I have read that, the read function of a character device driver looks like
static ssize_t device_read(struct file *filp, /* see include/linux/fs.h */
char *buffer, /* buffer to fill with data */
size_t length, /* length of the buffer */
loff_t * offset)
My questions are
These parameters are mandatory?
Couldn't see *filp and *offset used in the sample driver. what is the use of that ?
Where do the data for *buffer and *length actually come from? In the code it is said that buffer is in the user data segment. What does it mean actually?
These parameters are mandatory?
No, these parameters are not mandatory. It all depends on how you want to implement your read operation. But yes, user space application has to pass everything whichever is required in read system call and then its up to driver that what driver wants to use.
Couldn't see *filp and *offset used in the sample driver. what is the use of that ?

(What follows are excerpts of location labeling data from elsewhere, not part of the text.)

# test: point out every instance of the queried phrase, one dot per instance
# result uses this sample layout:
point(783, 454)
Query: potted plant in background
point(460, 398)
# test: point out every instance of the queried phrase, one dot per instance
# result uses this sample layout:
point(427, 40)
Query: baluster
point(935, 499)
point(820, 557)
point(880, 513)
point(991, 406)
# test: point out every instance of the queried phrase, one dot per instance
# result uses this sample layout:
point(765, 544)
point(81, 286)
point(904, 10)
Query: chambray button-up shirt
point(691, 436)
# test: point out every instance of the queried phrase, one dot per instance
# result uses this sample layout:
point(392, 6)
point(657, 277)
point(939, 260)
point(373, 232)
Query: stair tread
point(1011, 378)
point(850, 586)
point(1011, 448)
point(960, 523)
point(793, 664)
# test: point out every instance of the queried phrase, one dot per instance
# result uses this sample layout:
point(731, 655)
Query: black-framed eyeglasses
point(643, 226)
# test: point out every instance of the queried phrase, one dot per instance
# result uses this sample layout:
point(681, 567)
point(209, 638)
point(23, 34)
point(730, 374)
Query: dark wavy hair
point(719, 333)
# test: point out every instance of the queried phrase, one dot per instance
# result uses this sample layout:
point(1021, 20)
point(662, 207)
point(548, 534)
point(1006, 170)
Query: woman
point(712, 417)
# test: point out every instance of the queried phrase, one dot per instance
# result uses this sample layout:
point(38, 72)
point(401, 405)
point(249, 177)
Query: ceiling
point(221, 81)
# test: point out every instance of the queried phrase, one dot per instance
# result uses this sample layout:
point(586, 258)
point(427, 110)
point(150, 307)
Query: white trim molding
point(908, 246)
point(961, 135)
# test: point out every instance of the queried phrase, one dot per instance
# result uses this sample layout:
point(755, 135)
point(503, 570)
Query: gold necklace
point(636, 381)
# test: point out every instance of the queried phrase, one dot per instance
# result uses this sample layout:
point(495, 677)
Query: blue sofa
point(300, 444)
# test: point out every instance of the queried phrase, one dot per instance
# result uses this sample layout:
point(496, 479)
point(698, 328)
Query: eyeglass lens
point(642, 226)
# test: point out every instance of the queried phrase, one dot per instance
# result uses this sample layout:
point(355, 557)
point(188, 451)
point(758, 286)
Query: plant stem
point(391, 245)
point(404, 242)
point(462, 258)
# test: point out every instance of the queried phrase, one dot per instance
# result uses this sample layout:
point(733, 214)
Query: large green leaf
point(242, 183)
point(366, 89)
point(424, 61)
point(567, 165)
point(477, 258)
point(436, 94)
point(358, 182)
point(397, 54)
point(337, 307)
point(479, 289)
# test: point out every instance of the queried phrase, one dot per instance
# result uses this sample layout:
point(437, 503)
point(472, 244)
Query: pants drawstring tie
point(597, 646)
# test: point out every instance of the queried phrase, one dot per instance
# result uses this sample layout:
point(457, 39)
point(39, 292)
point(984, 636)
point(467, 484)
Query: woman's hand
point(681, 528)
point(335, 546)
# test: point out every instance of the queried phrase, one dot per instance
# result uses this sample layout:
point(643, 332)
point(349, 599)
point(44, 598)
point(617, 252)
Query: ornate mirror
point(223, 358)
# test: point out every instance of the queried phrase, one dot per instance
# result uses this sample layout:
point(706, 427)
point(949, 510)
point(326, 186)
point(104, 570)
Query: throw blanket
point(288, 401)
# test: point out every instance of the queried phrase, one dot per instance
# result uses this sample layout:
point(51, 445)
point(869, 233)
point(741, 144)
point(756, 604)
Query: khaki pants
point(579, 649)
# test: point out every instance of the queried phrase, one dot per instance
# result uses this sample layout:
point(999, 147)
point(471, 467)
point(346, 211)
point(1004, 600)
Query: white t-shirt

That is because sample driver is not reading the actual device, it just reads the global char string. But in actual driver it reads some device. To inform driver on which device user space wants to read, *filp is used as a device identifier. Offset just gives position from where start to read on device.
Where do the data for *buffer and *length actually come from? In the code it is said that buffer is in the user data segment. What does it mean actually?
In actual scenario, data is read from device indicated by filp and that data goes to buffer and length is set accordingly. But in sample driver, instead of reading a device, it is just reading global char string for sake of simplicity. This *buffer is in user data segment, meaning user space application has allocated that buffer in its own data segment and it has passed its pointer to kernel space so kernel can pass data to user space application which driver has read from a device. put_user is used for appropriate transfer of data to user space buffer.
Lets say a user process wants to read some data from a file using the read system call. The user process provides a file descriptor, a buffer where the data should be read into, and the number of bytes to read.
The file descriptor of the read call gets translated to a struct file * by the kernel. The buffer and length arguments are the buffer and byte-count provided by the user process.

User space mmap and driver space mmap point to different addresses..?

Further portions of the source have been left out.